The two sides met privately about a month ago. They have not discussed how it went.
“There has been nothing that the inspector general has said or done prior to our meeting, during our meeting, or subsequent to our meeting that has allayed any of the concerns that we raised,” Little said in the interview Tuesday.
Cumming declined to comment. “I agreed not to discuss the meeting, and I will stand by that,” she said.
Last week, she announced that her office has hired City Hall veteran Anthony McCarthy to aid its communication and equity efforts. McCarthy has worked as spokesman for three mayors — Democrats Sheila Dixon, Stephanie Rawlings-Blake and Catherine Pugh — and he’s served as a leader in the local chapter of the NAACP.
Cumming’s report on Mosby found she spent 144 days away from Baltimore in 2018 and 2019 — or one workday a week; Mosby’s office has disputed the number of days.

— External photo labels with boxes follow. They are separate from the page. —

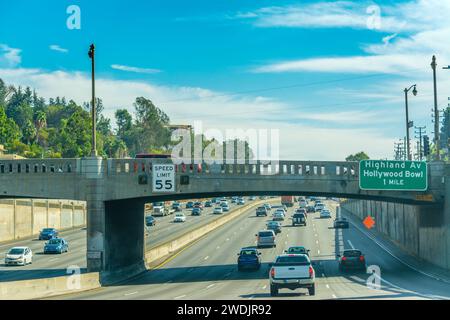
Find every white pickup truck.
[269,254,316,296]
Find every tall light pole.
[88,44,97,157]
[405,84,417,160]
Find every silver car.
[255,230,277,248]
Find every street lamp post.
[405,84,417,160]
[88,44,97,157]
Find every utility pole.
[404,84,417,160]
[88,44,97,157]
[414,126,426,161]
[431,56,441,161]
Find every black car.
[191,207,202,216]
[256,207,267,217]
[145,216,156,227]
[333,218,349,229]
[338,249,366,272]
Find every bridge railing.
[0,159,80,174]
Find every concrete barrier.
[0,272,100,300]
[0,199,86,242]
[145,198,280,264]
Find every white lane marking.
[347,240,355,249]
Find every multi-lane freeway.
[51,201,450,300]
[0,203,244,282]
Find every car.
[173,212,186,222]
[333,218,350,229]
[314,203,325,212]
[267,221,281,234]
[284,246,310,257]
[145,216,156,227]
[44,238,69,254]
[255,230,277,248]
[213,207,223,214]
[191,207,202,216]
[205,200,212,208]
[237,248,261,271]
[5,247,33,266]
[337,249,366,272]
[269,254,316,296]
[39,228,58,240]
[194,201,203,210]
[172,202,183,212]
[272,211,285,221]
[291,212,306,226]
[320,209,331,219]
[186,201,194,209]
[256,206,268,217]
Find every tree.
[345,151,370,161]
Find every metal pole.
[431,56,441,161]
[405,89,411,160]
[89,44,97,157]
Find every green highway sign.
[359,160,428,191]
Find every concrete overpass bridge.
[0,158,450,282]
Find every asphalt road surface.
[0,200,246,282]
[57,201,450,300]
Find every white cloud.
[0,69,393,160]
[49,44,69,53]
[0,43,22,68]
[111,64,161,74]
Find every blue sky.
[0,0,450,160]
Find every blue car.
[44,238,69,254]
[238,248,261,271]
[39,228,58,240]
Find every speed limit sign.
[153,164,175,192]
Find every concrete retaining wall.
[145,199,280,264]
[342,200,450,269]
[0,272,100,300]
[0,199,86,242]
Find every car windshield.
[275,254,310,266]
[8,248,25,254]
[344,250,361,257]
[288,247,306,253]
[241,249,256,256]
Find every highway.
[56,201,450,300]
[0,201,246,282]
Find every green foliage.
[345,151,370,161]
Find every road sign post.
[359,160,428,191]
[152,164,175,193]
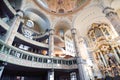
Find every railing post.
[71,28,85,80]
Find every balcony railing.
[0,41,77,69]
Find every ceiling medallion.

The inspector general also faulted Mosby for not requesting approval from the city’s spending panel for more than a dozen trips in 2018 and 2019. Nonprofit groups flew her to conferences in destinations such as Kenya, Scotland and Portugal. Private attorneys for Mosby argued that because the nonprofits — not taxpayers — paid for her travels, Mosby had no obligation to request approval.
The city solicitor reviewed the matter and sided with Mosby, finding she was not required to seek approval because the city’s administrative policies are unclear. The mayor asked the solicitor and city administrators to recommend policy fixes within 90 days.
Mosby’s office has said the State Ethics Commission also reviewed her travels and found no fault. The commission has said it does not comment on its work.
Meanwhile, The Sun reported last month that federal prosecutors opened a criminal tax investigation into Mosby and her husband, City Council President Nick Mosby. Investigators issued subpoenas for the couple’s financial records, including documents related to their political campaigns, private businesses and charitable donations. The investigators were led into City Hall last month by Cumming, according to surveillance footage obtained by The Sun.
Their attorney has said the couple has done nothing wrong, and called the federal investigation “a political witch hunt.”